I once remember sitting around a table with an experienced pastor who said, “One needs the skin of a rhinoceros.” Tough skin. Fairly impervious to hurtful words, etc. I’m still praying and trying to develop that within myself, and I feel many Christians here ought to follow suit if they want to be impacting their community for Christ. Doing such will be difficult if one struggles to maturely handle persecution.
We should never be surprised by persecution. Jesus himself warned us about it, and all the Church’s founders experienced it. But persecution isn’t just a test to see if a Christian will denounce his/her doctrine. It’s also a test to see if said Christian will stay true to the values found in Scripture, namely grace, humble servanthood and biblical love.
Yes, I know (and am heartbroken, too) about the mockery Tim Tebow receives, the sitcom GCB, and the various ventures to remove religious imagery from the public square. One can’t deny that, as a Times columnist once said, our country’s strive for equality has a “blind spot for evangelicals.” There’s inequality in America. Believe me, I get it. But I really doubt airing concerns on television will change that.
How we respond to persecution is key in our strive for contagious Christ-likeness. Old Testament law virtually forbade retaliation, and punishments were very mild compared to other Ancient Near Eastern cultures. While the Romans persecuted and inadvertently eroded Jewish traditions and pride, Jesus spoke with a strong theme of loving non-resistance to evil. One intrigued atheist wrote of the early Christians in Rome, “They are mocked and bless in return. They are treated outrageously and behave respectfully to others.” Despite the failures of the Church, Christians have a subtle history, based on the exhortation of our doctrine, of standing out in love and grace amid violent dog-eat-dog societies.
And we need to show that love and grace during our seemingly many opportunities in persecution.
Let’s bless in return. Let’s not complain when we sense condescension from the media (Tebow didn’t). Let’s refrain from any aggressive knee-jerk reactions that fight to put our loving Christ’s name back in department stores during Christmas season. Let’s avoid giving any type of heated and disrespectful rhetoric, even if it’s ironically meant to preserve the Church’s reputation as a mature and loving community. A gracious, slow-to-anger, rhinoceros-skinned response of servanthood will help us to rightfully stand out as a Christ-like community.
But we don’t do this. Church leaders spend more time on Christian and conservative talk shows talking about the persecution we suffer in this country, rather than talking about how we’re looking to better pray for our leaders and love our neighbors. When we seem unforgiving and embittered in our persecution, no matter how just and righteous the cause, we’re not portraying ourselves as Christ-like, or even biblically loving or gracious.

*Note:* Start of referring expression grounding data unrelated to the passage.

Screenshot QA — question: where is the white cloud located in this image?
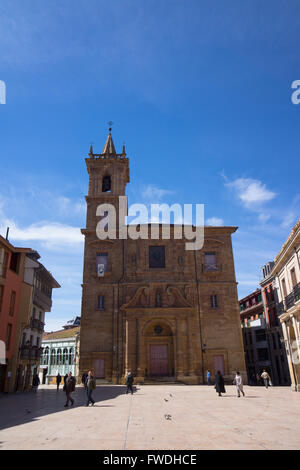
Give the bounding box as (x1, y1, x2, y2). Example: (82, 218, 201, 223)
(56, 196, 86, 216)
(281, 211, 297, 229)
(206, 217, 224, 226)
(0, 218, 83, 247)
(225, 178, 276, 207)
(141, 185, 174, 201)
(258, 213, 271, 223)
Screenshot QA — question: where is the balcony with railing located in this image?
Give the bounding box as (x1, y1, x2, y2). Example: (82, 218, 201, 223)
(285, 282, 300, 310)
(30, 318, 45, 333)
(20, 346, 43, 360)
(33, 288, 52, 311)
(276, 301, 285, 315)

Usually, as it turns out, our soapbox plan backfires. We shoot ourselves in the foot. The book/movie The DaVinci Code, as historically unfounded as it was, would not have had as big an impact on perceptions of textual criticism as it did if we hadn’t constantly ranted about it in the press. We portrayed ourselves as paranoid with a weak faith. Rob Bell’s book Love Wins would not have impacted the doctrine of Hell so much if there weren’t so many unwarranted, public, condemning tirades (from within the Gospel-sharing community!) on cyberspace. The media feasted on this fiasco and said that two-thousand-year-old theological views were being shaken (when they weren’t), and we looked irritable and unaware of our own theology.
In contrast, imagine if we, as Christians, didn’t retaliate or rashly react. Imagine if a Christian selflessly spoke against the persecution and neglect of others (e.g. the poor, the sick, the widow, the oppressed). Imagine if a Christian responded kindly to persecution and continued submitting, respecting, and praying for the sometimes disagreeable government, all the while serving and advocating the less fortunate, truly striving to be, as Paul calls it, “blameless and pure children of God.”
Let’s strive to be “not of the world” in how we react when we’re persecuted, mocked, or seen as less than equal. Our faith, from which flows our biblical, loving and charitable lifestyle, is meant to survive persecution and temptation from its own maturity and empowerment from Scriptural Truth. It needs no favors from the government or its resident cultural perception. It also will call us to a life of humble servanthood and at least some suffering.
And it will require us to have the skin of a rhinoceros.